Wednesday 24 July 2013

"The important but unglamorous task of treating citizens like adults"

This is a keeper. A Guardian editorial from 2004 on the subject of alcohol...

For an institution trying to shed a "nanny state" tag, the government is not having much luck. Yesterday's publication of an alcohol harm reduction strategy for England will only add weight to the nanny jibes, coming in the wake of a similar exercise involving junk food. The new alcohol strategy includes a wearingly familiar series of policy recommendations. But in this case the nanny image is undeserved. That is because alcohol abuse is one of the silent demons of modern life, costing billions of pounds and scaring thousands of lives every year.

The facts are as staggering as a double vodka before breakfast. Up to 1,000 suicides annually are linked to alcohol abuse. A third of all domestic violence incidents, 360,000 each year, are related to alcohol. There are 30,000 hospital admissions for dependence and 22,000 premature deaths annually. The social costs are just as staggering: divorce and homelessness are frequently linked to drinking problems. But this rarely attracts the moral outrage that surrounds many other evanescent panics.

The question is, does the damage to the country from alcohol justify further government intervention? The philosopher John Stuart Mill answered that question: "The limitation in number of beer and spirit-houses, for the express purpose of rendering them more difficult of access, and diminishing the occasions of temptation, not only exposes all to an inconvenience because there are some by whom the facility would be abused, but is suited only to a state of society in which the labouring classes are avowedly treated as children or savages".

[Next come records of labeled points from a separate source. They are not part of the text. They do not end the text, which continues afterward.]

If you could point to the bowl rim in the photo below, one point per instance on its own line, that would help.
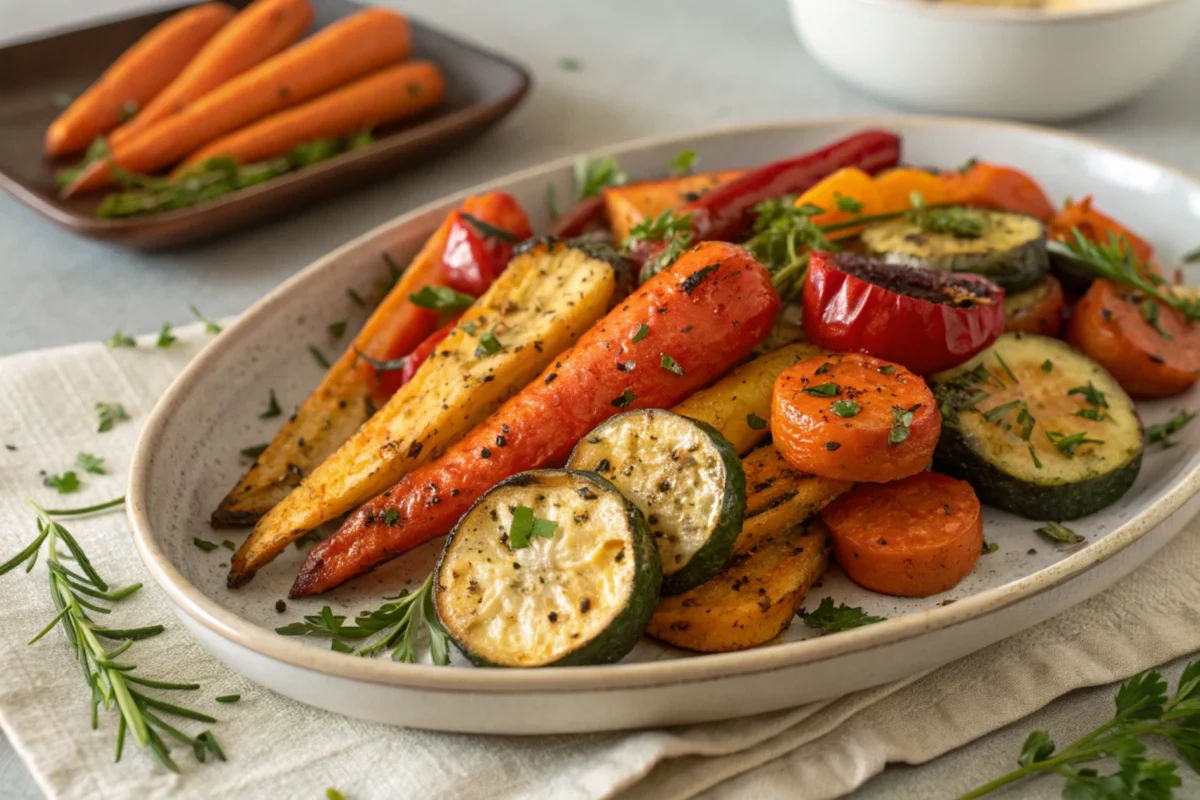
(207, 612)
(965, 12)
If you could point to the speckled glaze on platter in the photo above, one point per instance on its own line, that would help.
(187, 458)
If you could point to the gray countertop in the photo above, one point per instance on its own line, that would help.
(649, 67)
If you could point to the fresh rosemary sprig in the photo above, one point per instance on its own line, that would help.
(1116, 262)
(393, 626)
(1143, 709)
(77, 594)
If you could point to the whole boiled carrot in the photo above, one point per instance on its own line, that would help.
(379, 98)
(342, 52)
(706, 312)
(262, 29)
(137, 77)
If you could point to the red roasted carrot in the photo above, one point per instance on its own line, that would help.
(911, 539)
(707, 312)
(379, 98)
(340, 53)
(137, 77)
(259, 31)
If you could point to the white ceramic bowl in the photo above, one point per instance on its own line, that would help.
(1011, 62)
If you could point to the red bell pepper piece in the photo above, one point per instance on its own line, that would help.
(925, 320)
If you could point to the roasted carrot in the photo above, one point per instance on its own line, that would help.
(855, 417)
(912, 537)
(337, 54)
(381, 98)
(895, 188)
(1038, 310)
(259, 31)
(1149, 347)
(136, 78)
(991, 186)
(706, 312)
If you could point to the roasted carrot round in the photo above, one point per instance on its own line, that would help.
(1150, 348)
(855, 417)
(379, 98)
(337, 54)
(912, 537)
(136, 78)
(263, 29)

Similarly, given that millions of people in the UK regularly consume alcohol without problems, any prohibitive increases in taxes will disproportionately fall on blameless moderate drinkers. But increased powers for the police and councils to revoke the licenses of flagrant abusers are justified, as is a tougher line on offenses resulting from drunkenness. Further than that, the government is left with the important but unglamorous task of treating its citizens like adults and engaging them in civilised debate.

Good to know that's it's the world that went mad, not me.

5 comments:

Mark Wadsworth said...
This comment has been removed by the author.
Mark Wadsworth said...

"and scaring thousands of lives every year."

Classic typo.

Anonymous said...

I can only assume that someone, since then, has pointed out that the drinking of booze has a further whooly undesirable consequence which the Graun simply cannot countenance... that someone, somewhere, somehow is making a PROFIT. *shudders*.

Ivan D said...

Since then, the Guardian has become a comic and there has been a massive increase in the number of state funded public health busybodies. The solution to the proliferation of busybodies is simple and obvious. The UK press does seem to be useless beyond redemption but as readers are increasingly turning to more reliable sources for news it is possible that the MSM will not survive for too much longer.

Junican said...

It seems to me that the MSM in general, and the Guardian etc in particular, are searching desperately for something controversial to sell copies. The easy way is is to shout abuse at a particular group of people and wait for the reactions. All the better if there are organisations which can present press releases with 'proof' of the correctness of the abuse.
The horror, however, is that this view MUST lead to more and more of the same thing, until reasonable people call a halt to it. But don't expect politicians to do so because they themselves live by exaggeration and slogans. This why we need a different political system.